The NCBI taxonomy can be used by OBITools4 by downloading the taxdump from the NCBI FTP server. The file is a gzipped tarball archive containing the following files required by OBITools4:
nodes.dmp
: a tab-separated file containing the taxonomic hierarchynames.dmp
: a tab-separated file containing the scientific names of the organismsmerged.dmp
: a tab-separated file containing the information about reassignment of taxidsdelnodes.dmp
: a tab-separated file containing the information about old taxids today deleted from the taxonomy.

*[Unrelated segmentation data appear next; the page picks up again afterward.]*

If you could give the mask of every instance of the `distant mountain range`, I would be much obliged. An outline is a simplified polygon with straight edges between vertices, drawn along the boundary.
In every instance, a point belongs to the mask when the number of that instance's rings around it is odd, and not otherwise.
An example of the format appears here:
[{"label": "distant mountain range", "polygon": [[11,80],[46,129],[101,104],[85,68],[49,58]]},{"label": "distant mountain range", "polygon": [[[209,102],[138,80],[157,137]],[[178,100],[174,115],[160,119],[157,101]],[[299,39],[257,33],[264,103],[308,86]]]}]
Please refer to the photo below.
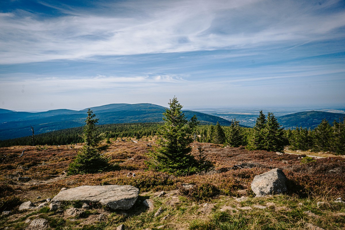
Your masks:
[{"label": "distant mountain range", "polygon": [[[98,124],[162,121],[166,108],[149,103],[111,104],[90,108],[98,118]],[[83,126],[88,109],[76,111],[57,109],[40,112],[14,112],[0,109],[0,140],[30,136],[30,127],[35,134]],[[189,110],[184,111],[188,118],[196,115],[200,123],[229,126],[231,122],[221,118]]]},{"label": "distant mountain range", "polygon": [[[134,122],[159,122],[162,121],[162,113],[166,108],[149,103],[111,104],[90,108],[98,118],[99,124]],[[87,109],[76,111],[57,109],[39,112],[16,112],[0,109],[0,140],[30,136],[30,127],[35,134],[83,126]],[[214,116],[190,110],[183,111],[190,118],[196,115],[202,124],[222,126],[231,124],[231,118],[240,121],[242,126],[252,127],[257,115],[214,114]],[[345,114],[321,111],[308,111],[289,114],[277,118],[285,128],[294,129],[296,126],[313,129],[326,119],[330,123],[334,120],[342,121]],[[225,118],[225,119],[224,119]],[[227,119],[228,120],[226,120]]]}]

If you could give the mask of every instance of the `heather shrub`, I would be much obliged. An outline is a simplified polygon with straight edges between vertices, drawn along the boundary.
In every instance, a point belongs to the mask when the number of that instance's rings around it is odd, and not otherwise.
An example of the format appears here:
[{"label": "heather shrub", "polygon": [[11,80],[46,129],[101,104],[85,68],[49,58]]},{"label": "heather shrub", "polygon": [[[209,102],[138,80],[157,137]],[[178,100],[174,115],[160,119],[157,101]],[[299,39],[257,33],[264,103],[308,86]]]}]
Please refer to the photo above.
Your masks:
[{"label": "heather shrub", "polygon": [[188,190],[181,187],[180,192],[191,199],[197,201],[207,201],[219,195],[219,190],[212,184],[206,183],[197,185]]},{"label": "heather shrub", "polygon": [[10,186],[0,183],[0,212],[11,210],[20,204],[20,199],[14,193],[14,191]]}]

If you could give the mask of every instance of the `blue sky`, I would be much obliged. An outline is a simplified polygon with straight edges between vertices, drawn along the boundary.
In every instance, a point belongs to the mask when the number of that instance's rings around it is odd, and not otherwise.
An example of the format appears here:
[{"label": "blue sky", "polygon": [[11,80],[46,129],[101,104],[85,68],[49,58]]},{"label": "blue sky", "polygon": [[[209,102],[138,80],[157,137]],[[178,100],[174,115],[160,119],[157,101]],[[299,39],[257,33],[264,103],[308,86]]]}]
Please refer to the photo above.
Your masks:
[{"label": "blue sky", "polygon": [[345,106],[345,1],[0,3],[0,108]]}]

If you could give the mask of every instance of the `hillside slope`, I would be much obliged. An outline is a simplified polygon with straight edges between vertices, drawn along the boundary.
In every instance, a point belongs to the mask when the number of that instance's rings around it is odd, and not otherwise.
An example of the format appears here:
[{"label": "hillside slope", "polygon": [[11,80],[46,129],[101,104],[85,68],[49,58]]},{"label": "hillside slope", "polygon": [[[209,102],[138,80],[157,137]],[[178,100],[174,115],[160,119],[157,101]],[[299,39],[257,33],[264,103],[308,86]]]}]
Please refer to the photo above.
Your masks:
[{"label": "hillside slope", "polygon": [[[99,120],[99,124],[162,121],[165,108],[149,103],[111,104],[90,109]],[[30,127],[35,134],[81,126],[86,116],[86,109],[80,111],[58,109],[32,113],[9,112],[0,113],[0,140],[30,136]],[[229,126],[231,122],[215,116],[193,111],[184,111],[187,118],[196,115],[202,124]]]},{"label": "hillside slope", "polygon": [[277,118],[277,120],[285,129],[294,129],[298,126],[313,129],[323,119],[331,123],[335,120],[339,122],[339,119],[342,121],[344,117],[345,114],[343,113],[313,111],[289,114]]}]

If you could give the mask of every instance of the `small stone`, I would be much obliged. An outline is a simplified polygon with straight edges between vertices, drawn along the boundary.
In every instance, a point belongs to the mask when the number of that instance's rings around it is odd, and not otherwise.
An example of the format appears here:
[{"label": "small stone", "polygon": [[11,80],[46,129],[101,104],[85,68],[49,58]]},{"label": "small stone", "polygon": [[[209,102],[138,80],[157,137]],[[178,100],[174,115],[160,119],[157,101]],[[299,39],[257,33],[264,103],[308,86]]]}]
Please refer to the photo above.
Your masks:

Downloading the NCBI taxonomy dump #
The obitaxonomy
command provides the --download-ncbi
option, which downloads a copy of the NCBI taxonomy dump tarball from the
NCBI FTP server. By default, the file is downloaded to the current directory with the name ncbitaxo_YYYYMMDD.tgz
, where YYYY is the year, MM the month and DD the current date.
The filename used to save the tarball can be specified with the --out
option, as in the following example:
obitaxonomy --download-ncbi --out ncbitaxo.tgz
OBITools4 do not require extracting the downloaded file. The name of the compressed file can be passed directly to any OBITools4 command using the --taxonomy
option.
Structure of the NCBI taxonomy directory #
The ncbitaxo.tgz
archive can be unpacked using the following bash commands:
mkdir ncbitaxo
cd ncbitaxo
tar -zxvf ../ncbitaxo.tgz
cd ..
The ncbitaxo
directory contains all the files provided by NCBI. The readme.txt
file describes the content of each file provided.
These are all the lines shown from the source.